Die europäischen Finanzminister wollen die Kapitalflucht endlich stoppen und die Schweiz zwingen, Daten über Steuerhinterzieher herauszurücken. Die Verhandlungen über die „Zinsbesteuerung“ gehen in die letzte Runde, und es sah so aus, als knacke die EU das Bankgeheimnis wieder nicht.
Und nun schießt da einer auf die eigenen Leute, reißt eine Bresche in das eidgenössische Bollwerk und trifft es auch noch an der schwächsten Stelle: der Moral. Hoffentlich hat man in Brüssel und Berlin nicht hingehört, beten sie in Zürich.
Die alarmierte Bankiervereinigung bemüht sich derweil, die Reihen wieder zu schließen. Er kenne keinen, der Bärs Meinung teile, sagt Geschäftsführer Urs Roth und kontert mit den üblichen Argumenten: Die Schweiz lege eben besonderen Wert auf den Schutz der Privatsphäre.
Schuld an der Kapitalflucht seien die hohen Steuersätze im Ausland. Die Kunden kämen, weil die Schweiz so stabil und ihre Banken so gut seien. Das Bankgeheimnis sei gar nicht so wesentlich.
Distanz zum Ex-PatronDoch warum klammert man sich dann daran? 14 Prozent, so viel wie kein anderer Wirtschaftszweig, trägt die Schweizer Finanzbranche zum Sozialprodukt bei. Am wichtigsten ist die Vermögensverwaltung: Rund drei Billionen Franken, ein Drittel des weltweit grenzüberschreitend angelegten Geldes, liegt auf Schweizer Konten.
Ein großer Teil davon ist unversteuert. Es geht also um einiges, zumal die Qualität der Schweizer Banken offenbar sinkt: Gemessen am Ertrag, den sie mit dem verwalteten Geld erwirtschafteten, lägen sie international am Ende der Rangliste, hinter den Italienern, stellte das Swiss Banking Institute fest. 20.000 Stellen hat die Schweizer Finanzbranche seit 2001 gestrichen, 20.000 weitere sollen folgen.
Auch die Bank Bär musste kräftig abbauen. Sie hat sich sofort distanziert von ihrem Ex-Patron, der 1997 ausschied. Er stehe fest zum Bankgeheimnis, sagte Bärs Sohn und Nachfolger Raymond. Das Buch seines Vaters bekam er erst am Erscheinungstag zu lesen.
Wenn die Schweiz noch einen Adel hätte, die Bärs, ein weitverzweigter Clan, der eng mit der Musikwelt verbandelt ist, zählten dazu. „Seid umschlungen, Millionen“ heißt Bärs Buch in ironischer Anleihe bei Schiller.
Es spiegelt einen zwischen Pflicht und Neigung zerrissenen Menschen, der am liebsten mit Künstlern redet und sich den strengen Familiensitten nur widerwillig beugte.

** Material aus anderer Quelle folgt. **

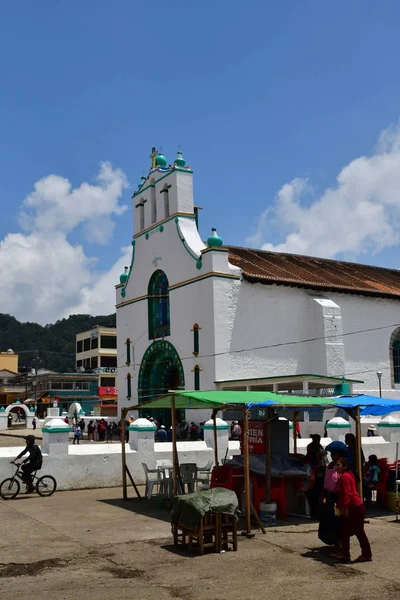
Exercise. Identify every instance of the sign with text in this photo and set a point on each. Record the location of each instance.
(107, 391)
(257, 437)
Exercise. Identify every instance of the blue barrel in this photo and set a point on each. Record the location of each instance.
(268, 514)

Hohe Achtung erwarb er sich als Vermittler im Streit um das Geld von Nazi-Opfern, das Schweizer Banken einbehalten hatten.

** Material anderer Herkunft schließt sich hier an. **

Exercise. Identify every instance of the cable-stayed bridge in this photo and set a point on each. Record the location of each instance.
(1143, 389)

Nun aber hat Bär ordentlich Prügel eingesteckt. Das hat den 76-Jährigen wohl doch beeindruckt. Im Fernsehen krebste er zurück. „Ich will nicht noch Öl ins Feuer gießen“, sagte er. Ob er Angst vor der eigenen Courage bekommen habe, fragte der Interviewer. „Richtig“, antwortete er.